BlackWaspTM

This web site uses cookies. By using the site you accept the cookie policy.This message is for compliance with the UK ICO law.

Regular Expressions
.NET 1.1+

Regular Expression Lookahead and Lookbehind

The tenth part of the Regular Expressions in .NET tutorial looks at zero-length lookahead and lookbehind assertions. These non-capturing group constructs allow patterns that find matches based upon text that precedes or follows another part of the pattern, or based upon text not being present.

Lookahead and Lookbehind

Zero-length lookahead and lookbehind assertions, sometimes known as lookaround assertions, are special types of non-capturing group. They allow you to perform complex matches based on information that follows or precedes a pattern, without the information within the lookahead assertion forming part of the returned text.

Positive Lookahead

The first type of lookaround assertion is positive lookahead. This construct appears after an initial pattern to be matched. It asserts that the first part of the pattern must be followed directly by the lookahead element. However, the returned match only contains the text that matches the first part.

To define a positive lookahead assertion, create a group, surrounded by parentheses, that starts with a question mark and an equals sign (?=). The text within the parentheses, after the initial equals sign, is the pattern of the lookahead.

To demonstrate, consider the following simple code:

string input = "Andy Smith\n"
             + "Jim Brown\n"
             + "Lisa Smith\n"
             + "Sue Brown";

string pattern = @"^\w+(?=\sBrown)";

foreach (Match match in Regex.Matches(input, pattern, RegexOptions.Multiline))
{
    Console.WriteLine("Matched '{0}' at index {1}.", match, match.Index);
}

/* OUTPUT
  
Matched 'Jim' at index 11.
Matched 'Sue' at index 32.
            
*/

The pattern above matches forenames for people with the surname, "Brown". The first part of the regular expression is "^\w+". This captures one or more word characters at the start of a line, extracting the forenames. Without the lookahead, the pattern would match all four first names from the list in the input string.

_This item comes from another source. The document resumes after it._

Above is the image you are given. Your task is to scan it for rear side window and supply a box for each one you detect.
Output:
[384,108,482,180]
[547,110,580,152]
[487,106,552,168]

The second part, "(?=\sBrown)" is the zero-length lookahead assertion. The pattern to match is a whitespace character, followed by the surname, "Brown". This means that the whole regular expression returns the names, "Jim" and "Sue".

Negative Lookahead

Negative lookahead assertions are arguably more powerful than their positive counterparts. They assert that the pattern in the lookahead must not follow the text matched by the initial part of the pattern. To create a negative lookahead, replace the equals sign of the positive variation with an exclamation mark (!).

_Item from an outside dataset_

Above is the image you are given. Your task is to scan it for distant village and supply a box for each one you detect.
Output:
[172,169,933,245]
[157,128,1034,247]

The following sample matches the first word at the start of each line. The negative lookahead eliminates matches if they are followed by a space and the surname, "Brown".

string input = "Andy Smith\n"
             + "Jim Brown\n"
             + "Lisa Smith\n"
             + "Sue Brown";

string pattern = @"^\w+\b(?! Brown)";

foreach (Match match in Regex.Matches(input, pattern, RegexOptions.Multiline))
{
    Console.WriteLine("Matched '{0}' at index {1}.", match, match.Index);
}

/* OUTPUT
  
Matched 'Andy' at index 0.
Matched 'Lisa' at index 21.          

*/

Positive Lookbehind

Positive lookbehind reverses the order of positive lookahead. The lookbehind part of the pattern, which usually appears at the start of a regular expression, specifies the text that must appear before the text that will be returned. The lookbehind assertion is defined as a group within parentheses. After the opening parenthesis, the string, "?<=" prefixes the pattern to match.

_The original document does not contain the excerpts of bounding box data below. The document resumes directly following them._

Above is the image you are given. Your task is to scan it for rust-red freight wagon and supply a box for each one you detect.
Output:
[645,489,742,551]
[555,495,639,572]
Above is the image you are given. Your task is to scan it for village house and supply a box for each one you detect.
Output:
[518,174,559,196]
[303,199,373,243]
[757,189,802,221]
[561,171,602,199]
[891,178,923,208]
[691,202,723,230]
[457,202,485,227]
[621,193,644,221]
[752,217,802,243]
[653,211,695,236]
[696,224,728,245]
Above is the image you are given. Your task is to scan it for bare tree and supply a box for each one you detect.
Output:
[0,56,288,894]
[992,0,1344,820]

In the following example, the lookbehind element finds the name, "Lisa", at the start of a line and followed by a space. This is followed by a pattern that captures one or more word characters. The result is that surnames for people named, "Lisa", are matched.

string input = "Andy Smith\n"
             + "Jim Brown\n"
             + "Lisa Smith\n"
             + "Sue Brown";

string pattern = @"(?<=^Lisa )\w+";

foreach (Match match in Regex.Matches(input, pattern, RegexOptions.Multiline))
{
    Console.WriteLine("Matched '{0}' at index {1}.", match, match.Index);
}

/* OUTPUT
  
Matched 'Smith' at index 26.
            
*/

Negative Lookbehind

As with lookahead, you can create negative lookbehind assertions. These specify that a match is only valid if it is preceded by the text in the lookbehind group. Again, the equals sign of the positive variant is replaced with an exclamation mark.

The following code finds all surnames that do not follow the name, "Lisa" at the start of a new line:

string input = "Andy Smith\n"
             + "Jim Brown\n"
             + "Lisa Smith\n"
             + "Sue Brown";

string pattern = @"(?<!^Lisa )\b\w+$";

foreach (Match match in Regex.Matches(input, pattern, RegexOptions.Multiline))
{
    Console.WriteLine("Matched '{0}' at index {1}.", match, match.Index);
}

/* OUTPUT
  
Matched 'Smith' at index 5.
Matched 'Brown' at index 15.
Matched 'Brown' at index 36.            

*/
25 October 2015